The Key
by Eloise Hawking
Chapter 25
Fear can do three things.
Sometimes when fear strikes you, it can paralyze you, frozen in time. Other times
fear makes you flee, as far and as fast as you can get away. And for some, the very brave, they stand their ground and face the fear. Freeze, flight or fight?
For
Sam, the decision is always to stay and fight.
He is brave. Me, on the other
hand—I’m definitely a flight type of person.
I only wanted to turn and run back.
Run top speed, back to safety of people, even if it that meant Nasally
Nick in the outfield. When I’m afraid, the last thing I want is to be alone.
“Go, go, go, go!” whispered Jack harshly. He was pushing me from behind and I nearly
lost my footing on the fallen tree we were both balanced on. I dropped my Blodin stick as we scrambled up
the bank and climbed the tree to meet Emily before you could say Big Bad Wolf.
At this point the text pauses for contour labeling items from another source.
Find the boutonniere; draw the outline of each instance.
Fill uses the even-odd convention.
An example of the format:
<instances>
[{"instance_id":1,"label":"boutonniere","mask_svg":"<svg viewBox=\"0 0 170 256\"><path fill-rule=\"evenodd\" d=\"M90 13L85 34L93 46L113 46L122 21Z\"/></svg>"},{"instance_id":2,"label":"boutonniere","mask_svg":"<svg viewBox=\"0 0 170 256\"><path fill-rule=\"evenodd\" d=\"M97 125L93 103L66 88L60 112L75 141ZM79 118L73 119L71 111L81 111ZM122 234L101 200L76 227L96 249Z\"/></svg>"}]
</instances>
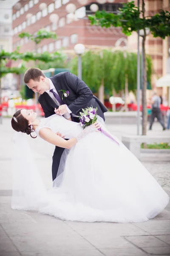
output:
<instances>
[{"instance_id":1,"label":"boutonniere","mask_svg":"<svg viewBox=\"0 0 170 256\"><path fill-rule=\"evenodd\" d=\"M59 92L61 92L62 91L62 100L63 99L63 96L64 97L64 98L65 99L66 99L66 98L67 98L68 96L68 95L70 94L70 91L68 90L61 90L60 91L59 91Z\"/></svg>"}]
</instances>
“Where is he?” Jack whispered.
“Over there,” said Emily pointing to the orchard. We could see through the edge of the tree
line. “Fangs is there. I saw his tail and his pointy ears run by.”
The three of us surveyed the area and saw nothing besides
blowing branches. From a distance we
could hear crowd noise from Nick’s game.
Someone must have knocked one into the outfield again.
“I think he’s gone,” said Emily. “Get down Ellen, so we can go.”
Although I was the first off of the log and up the bank, I
wound up being last up the tree. Somehow
Jack ran in front of me and scrambled up its branches before me. So much for ladies first. Emily was at the highest point, with Jack one
branch below her. I was standing just at
the V’ed part of the trunk with my now very muddy sneaker wedged in the bottom
part of the V. This tipped my ankle at
an odd angle, and although it secured my stance in the tree, my foot was
beginning to lose feeling.
“Geez. Easy for you
to say. I’m the one who has to get down
first,” I said annoyed.
“I think he was running that way,” said Emily pointing
north. “Fangs is gone.”
“Off eating somebody, I am sure,” I said. “Let’s wait a minute and figure out what to
do first.”
“Good idea,” said Jack.
“Let’s each think of one idea and vote on the best one.”
“Who made you President?” said Emily.
“He’s not the President, he just wants to BE the President
someday,” I said to my friend.
“You want to be President?” inquired Emily. “Cool.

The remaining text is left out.